What is the best practice for parsing remote content with jQuery?

Following a jQuery ajax call to retrieve an entire XHTML document, what is the best way to select specific elements from the resulting string? Perhaps there is a library or plugin that solves this issue?

jQuery can only select XHTML elements that exist in a string if they're normally allowed in a div in the W3C specification; therefore, I'm curious about selecting things like <title>, <script>, and <style>.

According to the jQuery documentation:

http://docs.jquery.com/Core/jQuery#htmlownerDocument

The HTML string cannot contain elements that are invalid within a div, such as html, head, body, or title elements.

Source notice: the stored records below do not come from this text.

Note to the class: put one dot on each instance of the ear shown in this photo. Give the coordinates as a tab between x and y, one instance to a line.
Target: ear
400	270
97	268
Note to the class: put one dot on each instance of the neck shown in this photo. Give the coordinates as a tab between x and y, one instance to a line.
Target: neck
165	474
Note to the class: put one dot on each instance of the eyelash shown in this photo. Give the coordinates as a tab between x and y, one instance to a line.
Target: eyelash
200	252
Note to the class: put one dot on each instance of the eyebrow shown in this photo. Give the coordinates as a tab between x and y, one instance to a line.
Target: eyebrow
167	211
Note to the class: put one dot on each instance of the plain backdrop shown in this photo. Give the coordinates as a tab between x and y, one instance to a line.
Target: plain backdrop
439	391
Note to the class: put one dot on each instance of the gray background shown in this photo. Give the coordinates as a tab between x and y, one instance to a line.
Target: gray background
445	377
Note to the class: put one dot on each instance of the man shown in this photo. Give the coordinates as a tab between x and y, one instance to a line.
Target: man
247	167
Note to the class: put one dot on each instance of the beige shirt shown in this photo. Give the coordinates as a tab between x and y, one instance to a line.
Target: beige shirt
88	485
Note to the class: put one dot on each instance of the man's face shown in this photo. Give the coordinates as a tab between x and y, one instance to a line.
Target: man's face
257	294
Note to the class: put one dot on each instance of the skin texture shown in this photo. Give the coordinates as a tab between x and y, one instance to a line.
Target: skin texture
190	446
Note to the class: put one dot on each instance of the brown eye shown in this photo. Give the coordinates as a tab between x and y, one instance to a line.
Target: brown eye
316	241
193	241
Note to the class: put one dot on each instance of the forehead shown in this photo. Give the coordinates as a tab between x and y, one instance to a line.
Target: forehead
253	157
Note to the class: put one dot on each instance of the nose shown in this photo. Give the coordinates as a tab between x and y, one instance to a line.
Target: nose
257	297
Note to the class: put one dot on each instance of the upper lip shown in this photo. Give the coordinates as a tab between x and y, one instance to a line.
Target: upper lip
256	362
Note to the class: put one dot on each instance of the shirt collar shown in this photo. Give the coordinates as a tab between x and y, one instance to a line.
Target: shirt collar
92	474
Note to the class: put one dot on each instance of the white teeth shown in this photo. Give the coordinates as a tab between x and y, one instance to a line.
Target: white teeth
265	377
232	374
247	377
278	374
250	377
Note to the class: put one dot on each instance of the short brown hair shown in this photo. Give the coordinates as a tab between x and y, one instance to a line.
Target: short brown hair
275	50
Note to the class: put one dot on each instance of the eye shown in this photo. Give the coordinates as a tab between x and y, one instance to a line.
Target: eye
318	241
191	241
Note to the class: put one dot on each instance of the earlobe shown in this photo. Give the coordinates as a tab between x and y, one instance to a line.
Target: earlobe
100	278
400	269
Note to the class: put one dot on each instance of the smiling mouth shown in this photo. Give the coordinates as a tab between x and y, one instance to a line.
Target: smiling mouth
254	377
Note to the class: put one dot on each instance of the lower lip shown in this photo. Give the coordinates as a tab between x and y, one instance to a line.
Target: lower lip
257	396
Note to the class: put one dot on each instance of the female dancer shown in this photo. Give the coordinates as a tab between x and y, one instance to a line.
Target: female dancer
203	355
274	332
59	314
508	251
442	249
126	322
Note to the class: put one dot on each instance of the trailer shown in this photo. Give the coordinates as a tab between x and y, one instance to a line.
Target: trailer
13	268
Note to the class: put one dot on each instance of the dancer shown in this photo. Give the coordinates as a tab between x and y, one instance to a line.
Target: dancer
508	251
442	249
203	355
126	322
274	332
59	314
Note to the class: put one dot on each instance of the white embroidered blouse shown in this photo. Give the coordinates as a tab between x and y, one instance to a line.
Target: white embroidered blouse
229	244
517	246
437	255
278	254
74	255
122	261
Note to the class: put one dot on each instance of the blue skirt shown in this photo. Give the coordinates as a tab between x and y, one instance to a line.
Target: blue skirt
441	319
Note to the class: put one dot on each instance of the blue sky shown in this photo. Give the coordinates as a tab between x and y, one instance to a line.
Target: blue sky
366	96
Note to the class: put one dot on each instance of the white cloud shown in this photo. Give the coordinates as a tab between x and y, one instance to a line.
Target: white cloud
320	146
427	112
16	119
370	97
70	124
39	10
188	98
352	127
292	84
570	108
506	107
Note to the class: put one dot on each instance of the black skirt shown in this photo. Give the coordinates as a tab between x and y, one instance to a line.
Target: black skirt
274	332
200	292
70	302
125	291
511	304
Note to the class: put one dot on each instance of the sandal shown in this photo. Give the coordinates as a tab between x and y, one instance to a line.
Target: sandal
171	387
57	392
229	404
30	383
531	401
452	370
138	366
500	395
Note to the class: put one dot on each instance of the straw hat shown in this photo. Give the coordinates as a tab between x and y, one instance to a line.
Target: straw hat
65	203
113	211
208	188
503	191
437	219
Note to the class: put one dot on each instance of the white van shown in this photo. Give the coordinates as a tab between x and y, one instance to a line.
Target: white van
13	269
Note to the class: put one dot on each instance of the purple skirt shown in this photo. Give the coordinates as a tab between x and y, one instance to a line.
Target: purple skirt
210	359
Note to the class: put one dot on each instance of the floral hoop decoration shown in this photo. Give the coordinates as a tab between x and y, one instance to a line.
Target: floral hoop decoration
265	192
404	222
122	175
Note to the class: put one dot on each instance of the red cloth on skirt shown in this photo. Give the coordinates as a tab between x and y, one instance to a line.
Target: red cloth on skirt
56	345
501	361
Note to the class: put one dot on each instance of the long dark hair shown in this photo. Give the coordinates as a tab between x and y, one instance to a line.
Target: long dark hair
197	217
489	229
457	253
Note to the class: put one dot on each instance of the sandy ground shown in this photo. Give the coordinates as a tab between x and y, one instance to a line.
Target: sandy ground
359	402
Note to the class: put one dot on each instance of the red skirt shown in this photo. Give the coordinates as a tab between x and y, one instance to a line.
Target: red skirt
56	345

Therefore, since we have established that jQuery does not provide a way to do this, how would I select these elements? As an example, if you can show me how to select the remote page's title, that would be perfect!

Thanks, Pete


Instead of hacking jQuery to do this I'd suggest you drop out of jQuery for a minute and use raw XML dom methods. Using XML Dom methods you would can do this:

  window.onload = function(){ 
    $.ajax({
          type: 'GET', 
          url: 'text.html',
          dataType: 'html',
          success: function(data) {

            //cross platform xml object creation from w3schools
            try //Internet Explorer
              {
              xmlDoc=new ActiveXObject("Microsoft.XMLDOM");
              xmlDoc.async="false";
              xmlDoc.loadXML(data);
              }
            catch(e)
              {
              try // Firefox, Mozilla, Opera, etc.
                {
                parser=new DOMParser();
                xmlDoc=parser.parseFromString(data,"text/xml");
                }
              catch(e)
                {
                alert(e.message);
                return;
                }
              }

            alert(xmlDoc.getElementsByTagName("title")[0].childNodes[0].nodeValue);
          }
    });
  }

No messing about with iframes etc.


Just an idea - tested in FF/Safari - seems to work if you create an iframe to store the document temporarily. Of course, if you are doing this it might be smarter to just use the src property of the iframe to load the document and do whatever you want in the "onload" of it.

  $(function() {
    $.ajax({
      type: 'GET', 
      url: 'result.html',
      dataType: 'html',
      success: function(data) {
        var $frame = $("<iframe src='about:blank'/>").hide();
        $frame.appendTo('body');
        var doc = $frame.get(0).contentWindow.document;
        doc.write(data);
        var $title = $("title", doc);
        alert('Title: '+$title.text() );
        $frame.remove();
      }
    });
  });

I had to append the iframe to the body to get it to have a .contentWindow.